Some projects aren’t glamorous in themselves. Think, for example, of a network upgrade. That doesn’t sound very “priority”. It’s infrastructure, it has probably been planned for a few years as the relevant team would have been aware that the kit was coming to end of life. It’s not wildly expensive or likely to make headlines.

But without the network, the underlying infrastructure, you can’t deliver anything else. That e-commerce project would fail as response times for customers would be too slow. The secure project management tool you want to roll out wouldn’t perform well and project teams would get frustrated, going back to their old tools and wasting the investment. There are plenty of other examples I’m sure you can think of too: without the network to enable the other projects, the other projects are dead in the water.

That’s why enabling projects can be the top priority.

They deliver part of the strategy

Think mobile, BYOD or whatever is hot in your industry right now. Your company strategy may include projects like those or something else entirely, but the concept is still the same. If your project completes deliverables that help achieve the strategy, it’s a priority. The strategy is where the company is going and it makes sense that initiatives which will help the business achieve that take priority over smaller, tactical projects.

They have high management attention

You can spot a priority project by how many people get the project updates. When you report your project to the C-suite, it’s a priority.
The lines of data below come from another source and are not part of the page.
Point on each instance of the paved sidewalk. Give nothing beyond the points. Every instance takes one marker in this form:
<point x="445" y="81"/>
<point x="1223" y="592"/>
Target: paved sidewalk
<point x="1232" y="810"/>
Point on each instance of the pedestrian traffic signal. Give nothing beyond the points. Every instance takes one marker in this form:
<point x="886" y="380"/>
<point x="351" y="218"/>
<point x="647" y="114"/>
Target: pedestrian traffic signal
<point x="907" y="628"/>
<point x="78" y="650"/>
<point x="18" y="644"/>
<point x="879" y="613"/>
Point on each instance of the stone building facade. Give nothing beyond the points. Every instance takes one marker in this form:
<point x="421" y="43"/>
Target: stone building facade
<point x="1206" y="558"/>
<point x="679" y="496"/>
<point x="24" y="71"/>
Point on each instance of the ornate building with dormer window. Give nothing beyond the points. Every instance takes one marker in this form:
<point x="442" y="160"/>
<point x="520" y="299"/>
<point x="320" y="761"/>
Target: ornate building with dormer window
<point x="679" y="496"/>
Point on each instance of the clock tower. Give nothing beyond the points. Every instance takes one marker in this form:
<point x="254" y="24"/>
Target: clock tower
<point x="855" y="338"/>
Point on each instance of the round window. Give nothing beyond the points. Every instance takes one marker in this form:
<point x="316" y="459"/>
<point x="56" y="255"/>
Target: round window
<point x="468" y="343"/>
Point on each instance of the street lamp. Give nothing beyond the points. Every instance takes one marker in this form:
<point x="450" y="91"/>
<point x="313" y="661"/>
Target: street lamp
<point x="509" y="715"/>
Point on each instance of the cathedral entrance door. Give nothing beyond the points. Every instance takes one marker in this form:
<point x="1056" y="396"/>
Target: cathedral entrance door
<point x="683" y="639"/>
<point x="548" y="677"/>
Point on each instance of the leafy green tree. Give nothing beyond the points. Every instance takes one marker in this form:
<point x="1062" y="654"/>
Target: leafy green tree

If it’s a priority for the board then it’s likely to be top of someone’s To Do list.
The projects with lots of attention and interest from senior management are often seen as the priority, even if they aren’t “important” in the traditional sense. That also means that you may find your project is a priority even though it delivers very little of value and is not strategic. The right sponsor can get your project allocated top priority status even if other projects would definitely be more worthy of the title.

This is the flip side of priority projects: sometimes an objective eye would reclassify your company’s priorities based on more measureable criteria than who played golf with which customer at the weekend. However, there are plenty of office politics in project management and if this happens to you it won’t be the first time that a board member or other senior manager has claimed their pet project is the new business imperative.

They suck up resources

Priority projects suck up resources. If your project is losing resources (people, money, equipment) to another project it’s a sure sign that the other has a higher priority status than yours.

There’s nothing you can do about this. Find ways to manage your project without those resources and replan if you have to deliver less scope, over a longer time period and to a reduced budget.

They are on the list

There is one, final, easy way to tell if your project is a priority: it will be on the list. Some Project Management Offices have project prioritisation spreadsheets. Simply look up your project on the list and see where it falls in relation to everyone else’s projects. If a list or ranking like this exists in your PMO then it’s really easy to see where you fall in the priority stakes.

If you don’t have a list like this but do have a PMO, ask them to think about prioritising the projects against one another like this. It will make some decisions far easier, such as choosing which project takes priority for software changes, resources and so on. It helps everyone – even if your project isn’t in the top 10 at least you know where you stand and can help the other project managers achieve company objectives by being flexible and accommodating if you have to make changes to your own work schedules because of their requirements.